The Fed's official mandate is to promote maximum employment and price stability. Since changes in employment levels are effects of changes in the pace of economic growth, this effectively means that the Fed's official mandate is to promote maximum economic growth and price stability. Which naturally prompts the question: how could a committee with only interest-rate and money-supply manipulation tools fulfill such a mandate? Or, of more relevance to the current situation: how could bureaucrats help a weak economy to become strong when they are armed with only the ability to manipulate the price of credit and the money supply?
According to information presented in the mainstream media and the Fed's own press releases, the Fed can help strengthen a weak economy by providing "more accommodation"; in other words, by injecting more money into the economy and by pushing down on interest rates. But this just raises other questions, such as: how could pushing the interest rate below the market level and increasing the quantity of the medium of exchange possibly help generate real/sustained economic progress?
The answer, we're told, is that these actions would lead to more lending and more economic activity. But while it is probably correct to assert that there would be more lending and activity if interest rates were at lower levels and the supply of money were growing more rapidly, it is wrong to presume that such a turn of events would be beneficial. An increase in lending, for example, would only benefit the economy if it led to the funding of projects that made economic sense, but projects that make economic sense will usually get funded if interest rates are left alone. Therefore, there will be a tendency for any additional lending promoted by the Fed's suppression of interest rates to fund projects that do not make economic sense, resulting in the less-efficient use of resources. Injecting new money into the economy will also tend to result in the less-efficient use of resources. This is because it will distort relative prices (some prices rise earlier and faster than others in response to an increase in the money supply), leading to the misdirection of capital towards the parts of the economy that happen to experience the earliest and fastest price increases.

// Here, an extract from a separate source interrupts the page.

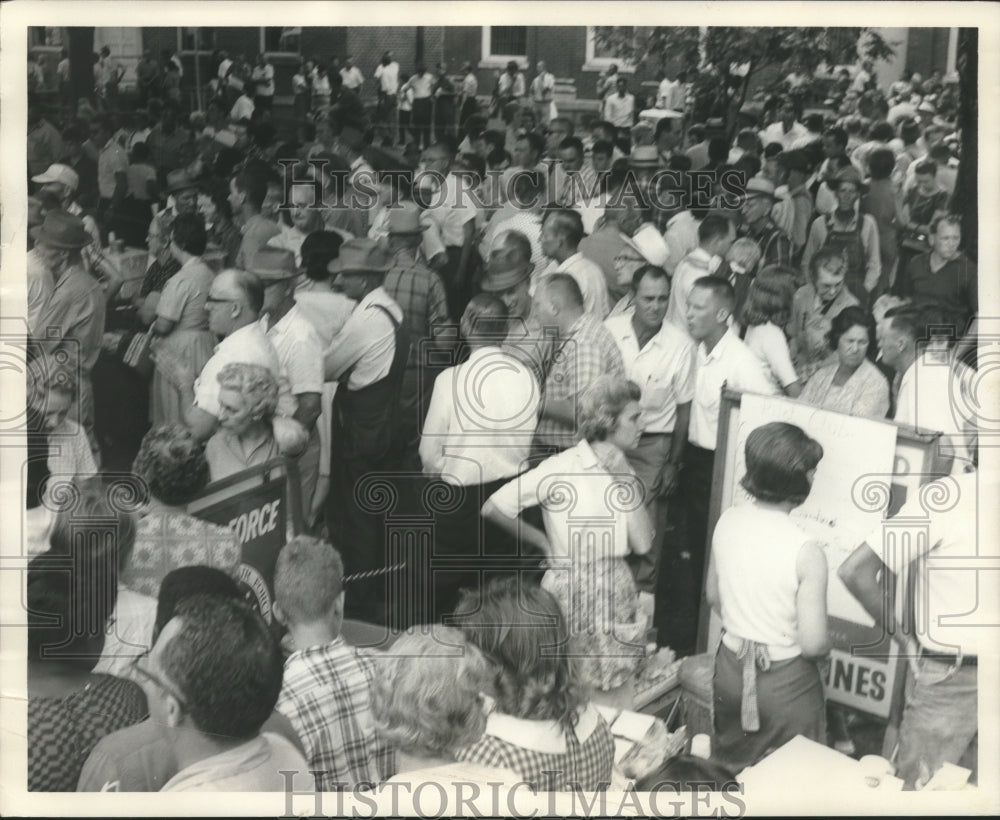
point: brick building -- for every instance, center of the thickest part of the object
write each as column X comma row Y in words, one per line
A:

The point is that more lending and more activity is only beneficial if it is productive, but Fed "accommodation" will tend to result in non-productive lending and activity. This means that the more the Fed intervenes in the market in an effort to promote maximum economic growth, the weaker the economic structure will likely become.
The upshot is that per-capita economic growth and rising living standards can only be achieved via an increase in productivity, but when the Fed tries to help by making monetary conditions ultra 'easy' a likely result will be a reduction in the rate of productivity growth. Consequently, the last thing the US economy needs right now is a more accommodative Fed.

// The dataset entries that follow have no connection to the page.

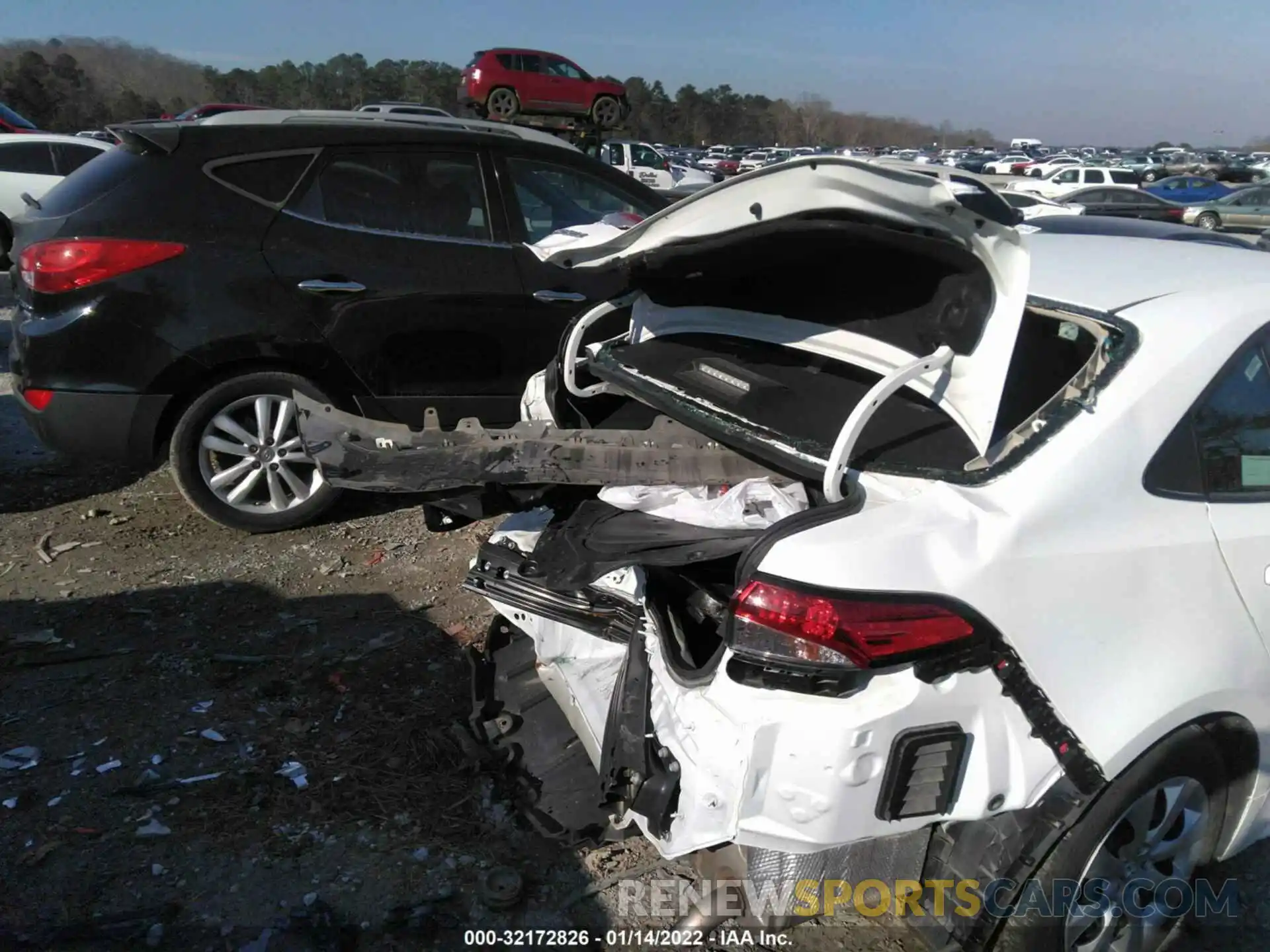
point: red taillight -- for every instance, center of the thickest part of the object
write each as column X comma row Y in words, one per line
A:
column 66, row 264
column 777, row 622
column 38, row 399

Let's now turn to price stability, the second component of the Fed's overall mandate. Whereas a basic knowledge of economic theory is needed to understand why the Fed can only reduce the economy's long-term growth potential through its monetary machinations, for an appreciation of the Fed's inability to promote "price stability" we need do nothing more complicated than take a glance at the historical record.
Exhibit A in the case against the Fed's ability to promote price stability is the 96% reduction in the US dollar's purchasing power since the 1913 establishment of the Fed. This compares rather unfavourably with the 0% reduction in the US dollar's purchasing power during the 100 years prior to the Fed's creation. Exhibit B is the following chart from our 26th November 2008 commentary, which points to increasing INSTABILITY in the financial markets since the creation of the Fed.
Chart Source: www sharelynx.com (with some notes and lines added by us)
So, it seems that in practice the Fed accomplishes the opposite of its official mandate. The US economy could therefore grow faster, with greater price stability, if the Fed were eliminated.
But even if the Fed's failure to accomplish its official mandate becomes increasingly obvious, the Fed won't be eliminated anytime soon. This is because the Fed's official mandate isn't its actual mandate. It is clear to us that the Fed's actual mandate is to promote relentless monetary inflation, thus facilitating the expansions of the government and the banking industry.